The next two semesters saw the game enter alpha and beta testing phases. New players were brought in to test the game and offer new perspectives to create more playable iterations of the game.  

Compared to most other video games, “Mission Rovee” is unique. Instead of controlling the rover through a traditional game controller or joystick, the game adopts an alternative controller setup where players operate the rover using a terminal-style command interface that allows players to type keyboard commands to the rover to explore and interact with the environment. No doubt this gameplay decision pays homage to the many lines of code the students typed in similar terminal windows as computer science majors. 

Mission Rovee Concept Art

“This game [is] something brand new, something unique, and something that makes you think and process what your next move is going to be rather than naturally gravitating towards WASD or the joysticks,” Jared said. “I think that’s kind of what we saw in terms of uniqueness in the play style.”  

These gameplay decisions result in a unique, easygoing experience. 
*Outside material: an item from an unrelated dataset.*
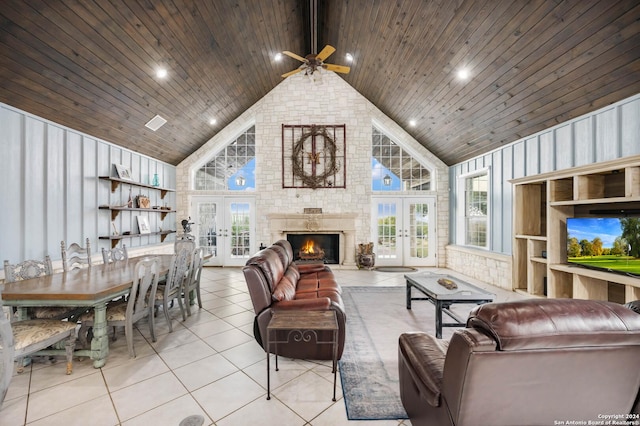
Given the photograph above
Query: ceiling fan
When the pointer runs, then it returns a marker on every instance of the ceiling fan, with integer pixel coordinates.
(313, 61)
“It’s a very calm, relaxed game. There’s no time pressure,” Jeffrey said. 

After the game finished testing, Sphere Province Games prepared “Mission Rovee” for launch. 

Managing the Game 

The biggest challenge facing the team now is managing their creation after graduation. Each member of Sphere Province Games is a graduating senior, and the team is figuring out how to maintain the game as their time at Ball State ends and they go their separate ways.  

“Now, because we have that company, what we need to do is decide who’s going to continue this, how many they’re going to be, where we can set up official communication pools…, payment details with the bank, and stuff like that,” Andrew said.  

Publishing a video game is not the last step in the development process. Behind the scenes maintenance is necessary to keep the game playable for buyers. 

“It’s not the same as a regular class where ‘class is over, we’re done, there’s nothing else to do, we’ve done our final project. We’re done.’ This is out there in the public, and we’ve formed an actual company, an actual bank account, and all sorts of actual legal stuff. We can’t just abandon it because, maybe there’s a bug—someone has to fix that issue in the software. People are paying for this. Not a lot, but people are still paying for this, so if it’s a broken game, they expect something that works,” Jeffrey said.  

The developers are also considering adding more content and features, like playable maps, to the game.  

Dr. Paul Gestwicki, Professor of Computer Science, oversees the Game Design and Development Concentration and led the students through the three-semester capstone. He praised their hard work and perseverance in seeing the project through to the end. 

“This team of students has given me a lot to be proud of,” Dr. Gestwicki said. “I have tried to teach them everything I could, and in many of their collaborations, they now know more than I do! The team did not just create a fun and unique piece of entertainment: they did it using rigorous software engineering techniques that are often overlooked in the games industry.”  

“Mission Rovee” is only the first of many games to be designed by creative students in this exciting new concentration. The future of game development at Ball State looks bright thanks to the pioneering efforts of the Sphere Province Games team. 

“Mission Rovee” is available to buy on Steam today for $1.